Akibat tidak mewariskan ini politik oligarki semacam ini, mau tidak mau, anak-anak Jokowi mesti berjuang sendiri dengan kebanyakan anak-anak muda Indonesia lainnya. Anda bisa bayangkan, anak kedua Jokowi, Kahyang Ayu, pada tahun 2015 tidak lulus CPNS di Solo karena nilainya tidak memenuhi standar minimal yang ditetapkan. Memang, nama bapak sebagai presiden tidak dipungkiri akan menjadi Magnit orang yang memungkinkan anak-anaknya mendapatkan fasilitas.

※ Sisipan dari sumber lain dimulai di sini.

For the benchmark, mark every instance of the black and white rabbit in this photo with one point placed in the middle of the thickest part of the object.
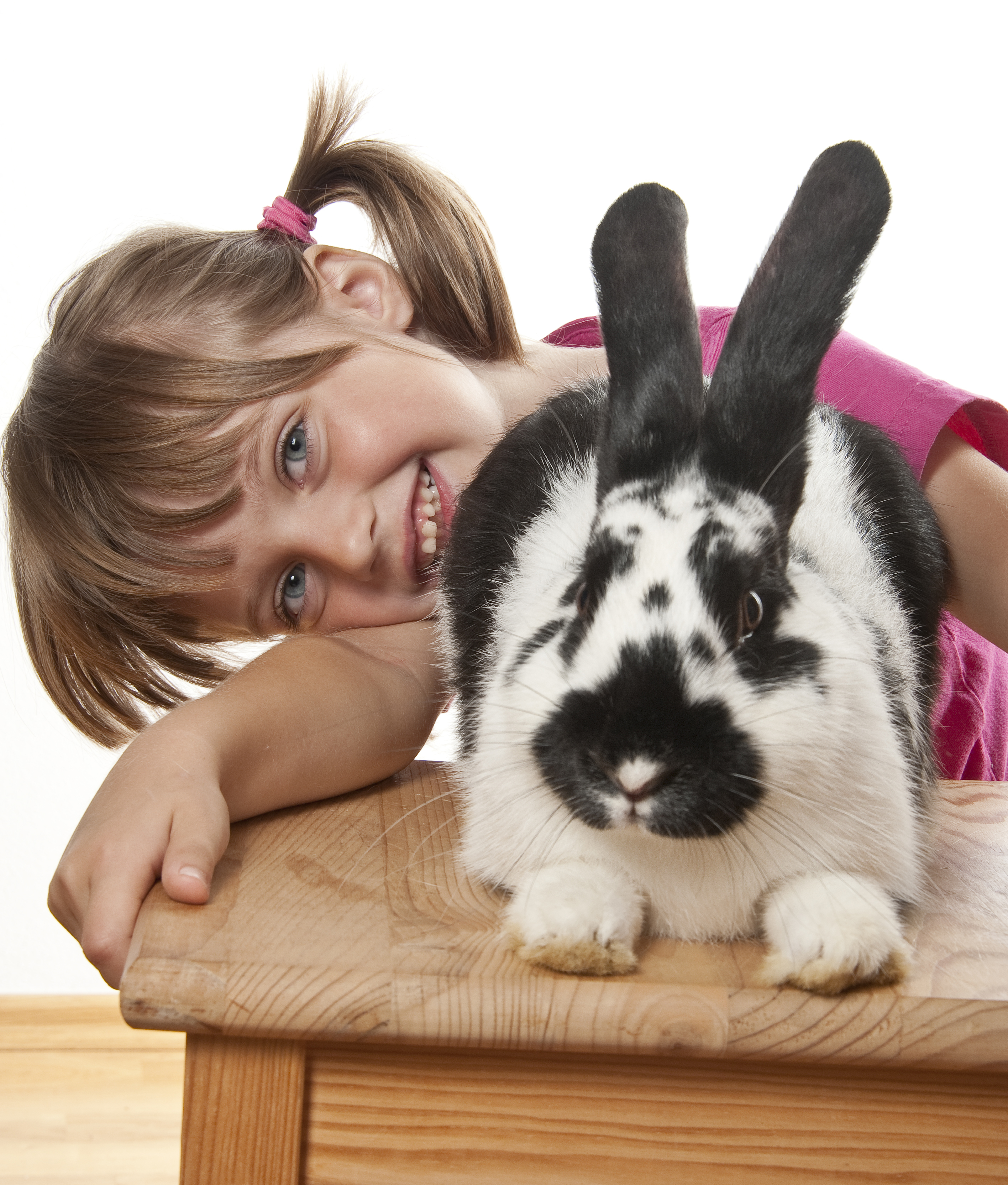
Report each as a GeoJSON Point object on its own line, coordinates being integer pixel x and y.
{"type": "Point", "coordinates": [692, 625]}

Khusus untuk Ghibran, memungkinkan martabaknya bisa dikenal dan kemudian dibeli oleh publik Indonesia. Tapi, kalau dagang makanan, apalagi Martabak  ini bukan persoalan siapa yang menjual.  Tanpa adanya inovasi dan kreativitas dengan rasa yang enak sekaligus ringan dikantong, bakal ditinggalkan juga. Lihat saja restoran yang dikelola atas nama artis; satu-persatu gulung tikar di tengah buruknya manejemen yang dikelola. Selain itu, tingkat persaingan kuliner dengan pasar yang masih luas, bisa menggilas para pengusaha yang justru tidak mau berinovasi.

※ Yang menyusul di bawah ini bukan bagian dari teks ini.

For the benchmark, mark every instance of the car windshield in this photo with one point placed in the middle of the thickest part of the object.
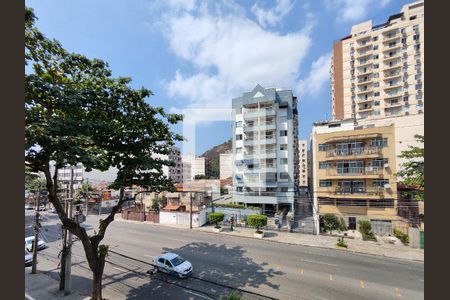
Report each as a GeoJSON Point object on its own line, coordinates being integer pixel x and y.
{"type": "Point", "coordinates": [177, 261]}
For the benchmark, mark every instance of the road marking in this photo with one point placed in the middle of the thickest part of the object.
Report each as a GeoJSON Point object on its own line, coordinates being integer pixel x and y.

Memang, gerakan tagar begini dengan persekusi langsung bakal menaikan kembali di ruang publik setelah sebelumnya ada pengeboman, mudik, pilkada, dan kehadiran Bowo Idola Tik tok anak muda. Namun, cara tersebut merupakan tindakan yang memuakkan di tengah usaha anak presiden yang memutuskan mata rantai oligarki; tidak menggunakan kekuasaan bapaknya yang sebenarnya itu memungkinkan untuk dilakukan. Untungnya Gibran bukannya marah, apalagi ngamuk-ngamuk dan kemudian ngambek dengan membikin konferensi media bahwa ia seorang anak presiden telah dizolimi sehingga publik harus tahu.

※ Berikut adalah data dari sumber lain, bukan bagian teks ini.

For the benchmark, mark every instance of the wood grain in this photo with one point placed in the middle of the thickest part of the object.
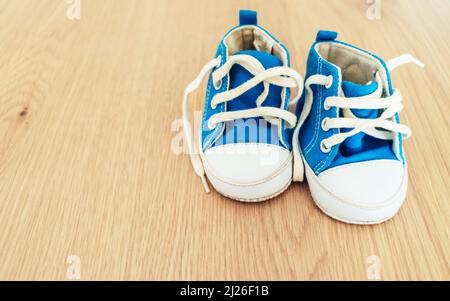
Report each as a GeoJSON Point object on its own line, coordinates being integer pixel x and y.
{"type": "Point", "coordinates": [86, 165]}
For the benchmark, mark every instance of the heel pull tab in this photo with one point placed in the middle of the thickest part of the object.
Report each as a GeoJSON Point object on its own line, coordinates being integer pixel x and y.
{"type": "Point", "coordinates": [248, 17]}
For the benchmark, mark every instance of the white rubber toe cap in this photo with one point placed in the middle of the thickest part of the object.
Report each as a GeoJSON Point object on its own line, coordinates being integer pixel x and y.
{"type": "Point", "coordinates": [248, 172]}
{"type": "Point", "coordinates": [361, 193]}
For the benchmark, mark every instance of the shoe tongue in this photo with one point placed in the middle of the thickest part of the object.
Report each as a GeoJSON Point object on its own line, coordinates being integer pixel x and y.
{"type": "Point", "coordinates": [239, 75]}
{"type": "Point", "coordinates": [356, 144]}
{"type": "Point", "coordinates": [357, 90]}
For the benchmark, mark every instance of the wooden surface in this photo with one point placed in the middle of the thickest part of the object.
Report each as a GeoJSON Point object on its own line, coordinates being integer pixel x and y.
{"type": "Point", "coordinates": [86, 166]}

Memainkan perasaan diri sebagai korban ini di tengah kehadiran media sosial yang memungkinkan orang bisa berpendapat di publik ini tampaknya menjadi kesia-siaan dan bahkan bahan risakan publik.

Sebaliknya, hal tersebut apa ditanggapi dengan positif bisa dijadikan media marketing yang bagus. Bagi Gibran, demonstrasi tersebut justru dianggap sebagai konsumen yang mengantri Markobar. Karena itu, ia mengucapkan terimakasih. Tentu saja respon positif ini tidak hanya mengangkat nama markobar, melainkan cara solutif sehingga mendapatkan promosi gratis. Promosi gratis inilah yang membuat Markobar menjadi setidaknya setara dengan sari roti, dan brand makanan lainnya yang sempat diboikot oleh kelompok ini. Dengan cara ini bisa dibayangkan berapa keuntungan yang akan didapatkan oleh Markobar kalau #gerakangantipresiden2019 kemudian melakukan demonstrasi di setiap cabang Markobar milik Gibran. 

Dengan demikian, gerakan ini harus memikirkan ulang lagi agar mendapatkan simpati publik agar tidak terjadi rasa simpati kepada pihak yang justru dibencinya, di mana banyak orang justru mendukungnya.

Asumsi saya mungkin salah, jangan-jangan gerakan ini sebnarnya justru ingin mendukung Jokowi dengan cara yang lain, yaitu merupakan bentuk kecintaan kepada Jokowi dengan cara yang lain. Dengan turut melakukan agitasi ganti presiden, mereka sebenarnya ingin Jokowi terus melanjutkan di tengah isu-isu oposan yang tidak memiliki energy untuk mengkritik lebih dalam dan bernas.